Abstract
This study examines the cash flow sensitivity of external financing (financial flexibility (FF)) of firms from the perspective of the agency by focusing on whether and how insider ownership has a modifying effect on the FF of firms. Given the documented relationship between corporate governance and cost of external financing, insider ownership, an important proxy of corporate governance, should affect FF via the agency cost channel. A review of the US nonfinancial firms from 1992 to 2009 indicates that insider ownership aids in determining the FF of firms. More specifically, results indicate the existence of optimal insider ownership, and any deviation from it causes FF to decrease. In addition, FF is higher when CEO ownership is lower (<0.08%) and this phenomenon is more pronounced for financially unconstrained firms. Furthermore, FF is higher when non-CEO insider ownership is in the middle range (0.12–0.43%) for financially constrained firms, whereas non-CEO insider ownership has minimal impact on FF for unconstrained firms.
Acknowledgement
Referees’ comments are greatly appreciated.
Notes
1 Financial flexibility is proxied by the cash flow sensitivity of external financing in this study. Schoubben and Van Hulle (Citation2011) follow the similar approach.
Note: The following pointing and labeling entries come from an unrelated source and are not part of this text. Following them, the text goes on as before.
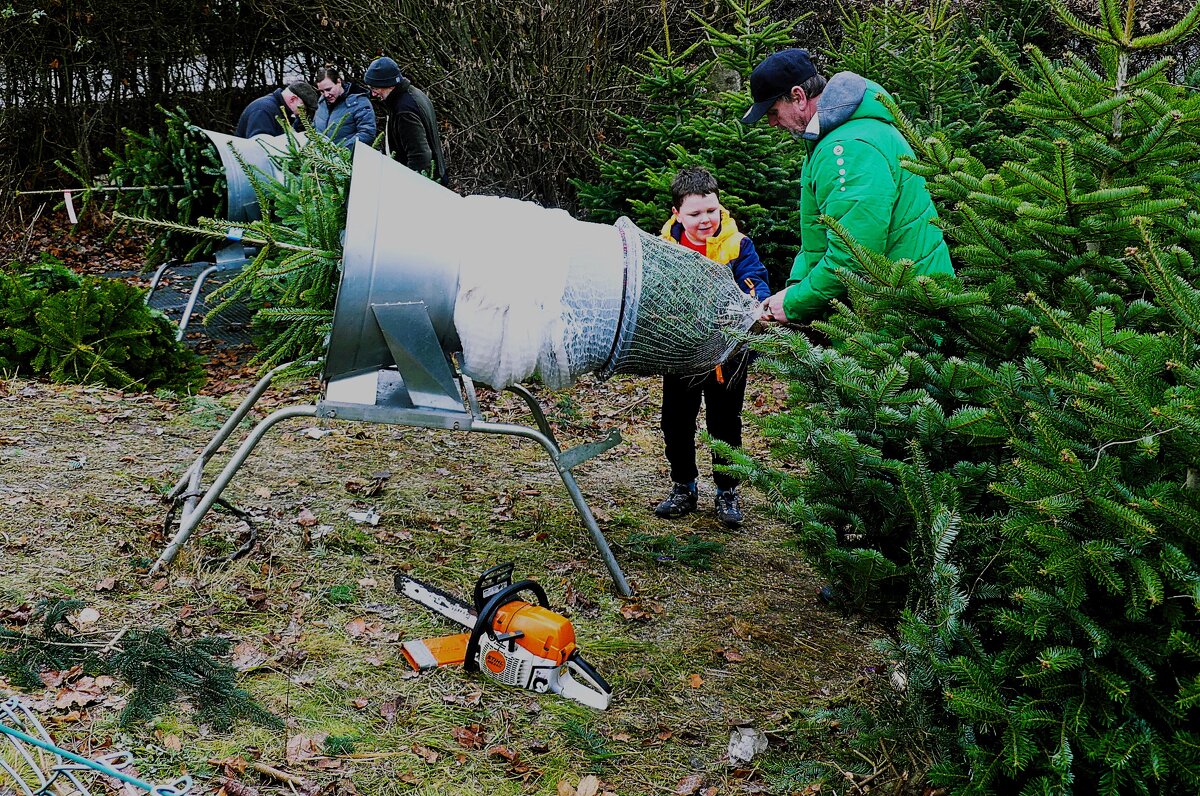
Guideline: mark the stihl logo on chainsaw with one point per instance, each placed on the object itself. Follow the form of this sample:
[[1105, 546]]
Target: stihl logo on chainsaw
[[513, 641]]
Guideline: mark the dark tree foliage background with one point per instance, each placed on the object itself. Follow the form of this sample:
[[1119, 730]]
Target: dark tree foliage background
[[523, 89]]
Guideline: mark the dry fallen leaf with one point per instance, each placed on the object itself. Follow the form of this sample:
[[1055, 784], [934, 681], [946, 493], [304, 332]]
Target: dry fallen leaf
[[471, 737], [425, 753], [247, 657], [305, 747]]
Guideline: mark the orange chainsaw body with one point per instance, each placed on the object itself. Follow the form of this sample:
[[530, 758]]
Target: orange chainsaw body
[[546, 634]]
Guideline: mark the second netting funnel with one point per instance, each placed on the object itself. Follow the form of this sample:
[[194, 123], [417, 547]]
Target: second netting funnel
[[520, 291]]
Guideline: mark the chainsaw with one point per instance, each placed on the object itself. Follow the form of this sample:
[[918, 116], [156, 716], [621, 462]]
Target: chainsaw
[[510, 640]]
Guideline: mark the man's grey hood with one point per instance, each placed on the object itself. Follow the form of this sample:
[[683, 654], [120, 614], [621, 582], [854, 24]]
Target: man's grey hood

2 Concentrated ownership is associated with inflated earnings, whereas dispersed ownership with extraction of private benefits of control (Coffee, Citation2005).
3 McConnell and Servaes (Citation1990) find a non-linear relationship between Tobin’s Q and insider ownership. The relationship is positive when the insider ownership is lower. Tobin’s Q peaks when insider ownership is in the range of 40% to 50%, after which such a relationship turns negative.
4 The sample of Harford et al. (Citation2008) spans the period of 1993 to 2004 as opposed to 1992 to 2009 in our sample.
5 Roodman (Citation2009) shows that the two-step robust estimator is better than the one-step counterpart.